Not many cars debuting at the Frankfurt Motor Show these days have arrived at the event using their own power but the Mini Cooper SE is one of them.
Mini’s first mass-produced EV drove from BMW Group’s home in Munich to the exhibition grounds in Frankfurt/Main for its world premiere, covering 400 emissions-free kilometers (248 miles) in the process.
The Mini Cooper SE could not cover that distance using a single battery charge, however. The maximum driving range provided by the 32.6 kWh lithium-ion battery is 270 km (168 miles), so it had to stop along the way for a “refill.” The car “suggested” a fast charging station on the A3 motorway and that’s where driver Elena Eder, who is also the model’s project manager, chose to recharge the battery.
Replenishing the almost fully depleted battery to 80 percent of its total capacity took 35 minutes, extending the range with plenty of miles to cover the remaining distance to Frankfurt.
As you can imagine, Eder did not exploit the car’s 150 km/h (93 mph) maximum speed that much in order to extend the range.

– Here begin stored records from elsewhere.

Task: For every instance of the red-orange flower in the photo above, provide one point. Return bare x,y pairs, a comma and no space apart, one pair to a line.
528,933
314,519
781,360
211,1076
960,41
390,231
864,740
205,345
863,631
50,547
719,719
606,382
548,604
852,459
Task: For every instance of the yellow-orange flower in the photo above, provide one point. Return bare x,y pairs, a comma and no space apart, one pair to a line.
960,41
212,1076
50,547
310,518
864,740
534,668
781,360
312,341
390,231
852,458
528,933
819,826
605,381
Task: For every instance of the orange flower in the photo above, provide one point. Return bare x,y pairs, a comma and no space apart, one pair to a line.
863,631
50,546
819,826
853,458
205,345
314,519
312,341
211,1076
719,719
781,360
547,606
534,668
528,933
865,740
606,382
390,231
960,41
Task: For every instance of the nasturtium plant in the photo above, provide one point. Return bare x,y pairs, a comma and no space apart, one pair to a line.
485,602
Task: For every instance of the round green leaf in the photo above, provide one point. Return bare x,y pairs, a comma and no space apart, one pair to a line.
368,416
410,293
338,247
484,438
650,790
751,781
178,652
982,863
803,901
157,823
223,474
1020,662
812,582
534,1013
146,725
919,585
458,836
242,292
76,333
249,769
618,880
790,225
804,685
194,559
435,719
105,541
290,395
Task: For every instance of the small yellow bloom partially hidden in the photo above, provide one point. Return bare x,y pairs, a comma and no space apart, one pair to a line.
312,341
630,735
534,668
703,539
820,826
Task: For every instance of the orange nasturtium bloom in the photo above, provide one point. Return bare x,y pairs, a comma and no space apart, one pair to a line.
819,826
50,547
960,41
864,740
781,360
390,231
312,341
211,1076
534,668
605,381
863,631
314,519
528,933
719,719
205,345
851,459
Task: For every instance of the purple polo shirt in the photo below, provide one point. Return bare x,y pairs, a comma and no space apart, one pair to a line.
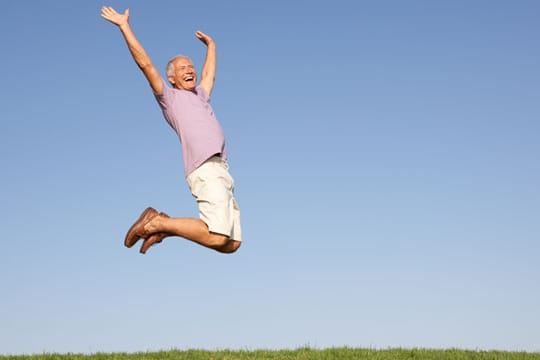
193,119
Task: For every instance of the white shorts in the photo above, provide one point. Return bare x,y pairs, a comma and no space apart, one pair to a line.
213,187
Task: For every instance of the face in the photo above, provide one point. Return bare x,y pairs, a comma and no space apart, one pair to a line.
185,76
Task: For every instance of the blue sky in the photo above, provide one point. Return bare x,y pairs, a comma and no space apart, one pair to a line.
386,164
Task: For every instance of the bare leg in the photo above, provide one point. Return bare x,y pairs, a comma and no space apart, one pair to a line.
192,229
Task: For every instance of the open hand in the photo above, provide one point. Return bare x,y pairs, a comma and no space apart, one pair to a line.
204,38
109,14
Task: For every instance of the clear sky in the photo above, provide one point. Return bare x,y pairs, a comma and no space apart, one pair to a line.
386,158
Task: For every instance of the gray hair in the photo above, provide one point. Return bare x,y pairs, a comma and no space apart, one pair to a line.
170,65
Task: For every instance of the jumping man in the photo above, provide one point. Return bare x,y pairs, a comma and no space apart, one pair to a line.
186,108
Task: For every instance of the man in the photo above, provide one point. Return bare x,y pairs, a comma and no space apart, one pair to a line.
185,107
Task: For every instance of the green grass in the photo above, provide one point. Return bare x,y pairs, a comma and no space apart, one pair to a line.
298,354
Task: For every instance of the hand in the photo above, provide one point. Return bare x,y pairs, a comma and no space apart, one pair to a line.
207,40
109,14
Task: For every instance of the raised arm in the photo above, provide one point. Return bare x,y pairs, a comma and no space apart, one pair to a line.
137,51
208,74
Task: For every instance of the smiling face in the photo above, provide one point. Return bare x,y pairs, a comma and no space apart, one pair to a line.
184,76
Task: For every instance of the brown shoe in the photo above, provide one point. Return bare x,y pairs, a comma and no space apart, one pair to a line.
137,229
153,239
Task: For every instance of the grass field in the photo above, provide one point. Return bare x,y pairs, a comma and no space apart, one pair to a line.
298,354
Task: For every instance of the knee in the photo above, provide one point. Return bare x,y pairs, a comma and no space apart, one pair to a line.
217,241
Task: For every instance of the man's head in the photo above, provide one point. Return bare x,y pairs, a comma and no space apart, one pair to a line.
181,73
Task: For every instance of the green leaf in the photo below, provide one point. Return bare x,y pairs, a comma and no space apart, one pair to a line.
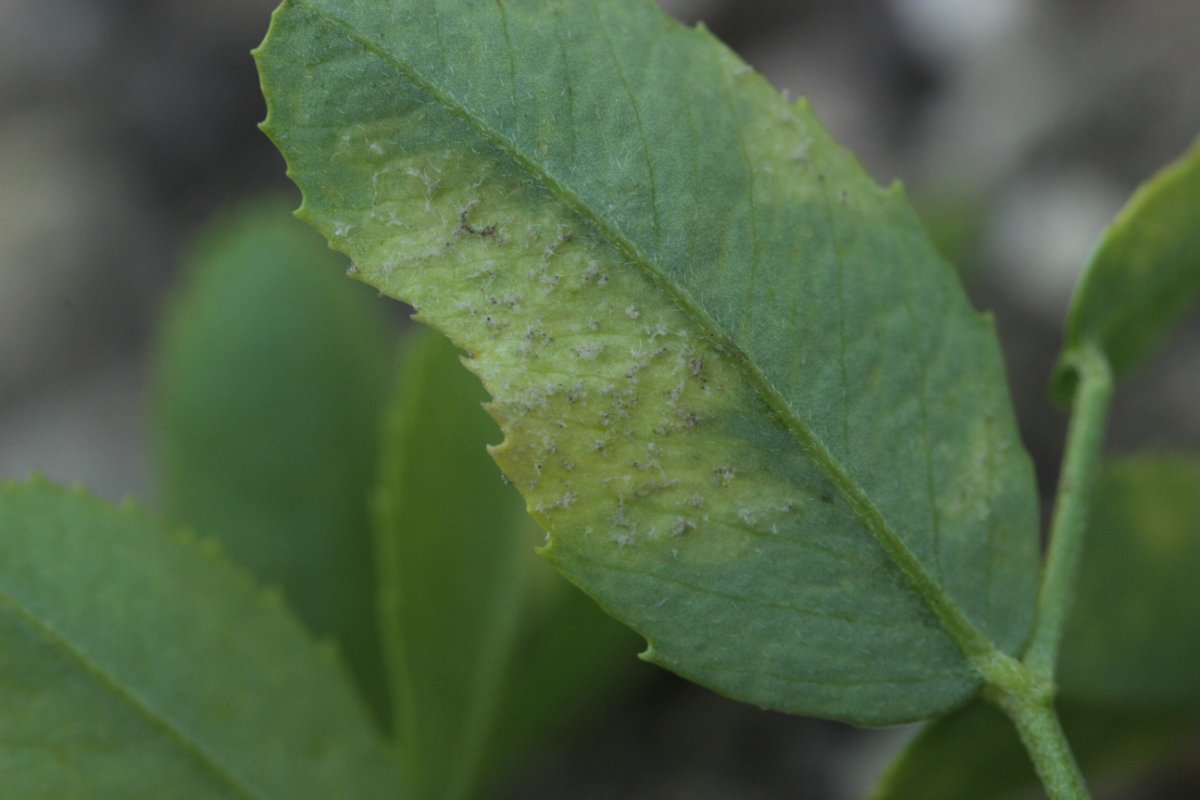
737,385
137,662
481,665
270,382
1145,275
1131,660
450,545
1134,639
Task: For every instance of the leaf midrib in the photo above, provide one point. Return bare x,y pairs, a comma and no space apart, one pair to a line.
156,717
971,642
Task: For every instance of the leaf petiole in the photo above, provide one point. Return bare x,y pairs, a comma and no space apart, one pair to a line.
1085,439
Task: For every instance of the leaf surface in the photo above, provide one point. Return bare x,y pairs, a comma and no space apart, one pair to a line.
483,665
1145,274
1129,677
270,382
737,385
137,662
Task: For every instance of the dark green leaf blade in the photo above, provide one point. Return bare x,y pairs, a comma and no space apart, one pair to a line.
705,330
450,545
270,380
483,638
1145,274
1131,659
137,662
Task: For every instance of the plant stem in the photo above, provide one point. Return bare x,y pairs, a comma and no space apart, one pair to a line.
1085,438
1043,738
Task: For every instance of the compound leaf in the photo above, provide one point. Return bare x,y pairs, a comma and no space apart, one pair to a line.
270,382
738,388
1145,274
138,662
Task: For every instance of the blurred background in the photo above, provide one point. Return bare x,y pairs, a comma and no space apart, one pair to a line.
1019,126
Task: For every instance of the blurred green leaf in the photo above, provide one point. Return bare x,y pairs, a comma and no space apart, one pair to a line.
451,566
270,379
490,650
1129,675
1134,638
1145,274
138,662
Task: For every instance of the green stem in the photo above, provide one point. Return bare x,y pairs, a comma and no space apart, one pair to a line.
1085,439
1043,738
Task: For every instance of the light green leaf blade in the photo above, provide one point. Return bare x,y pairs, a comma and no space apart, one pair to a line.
1145,274
137,662
1131,660
1133,641
270,380
484,639
708,336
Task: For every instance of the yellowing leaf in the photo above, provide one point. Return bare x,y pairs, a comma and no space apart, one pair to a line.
738,388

Finally, the Cooper SE rolled into Hall 11 of the Frankfurt exhibition center with sufficient charge still in its battery pack.
“Urban mobility is certainly the greatest strength of the Mini Cooper SE. But that doesn’t mean that electric driving fun is only suitable for short distances,” says project manager Eder. “The Mini Cooper SE can easily cope with lengthier journeys thanks to the option of using DC fast charging stations with a charging capacity of up to 50 kilowatts. A lunch break is all it takes to recharge,” she added.
The Mini Cooper SE will enter production at the Oxford plant in the UK in November 2019, with worldwide deliveries to follow shortly after. The electric city car is priced from £24,400 in the UK (including the £3,500 Plug-in Car Grant) and €32,500 in Germany (including taxes).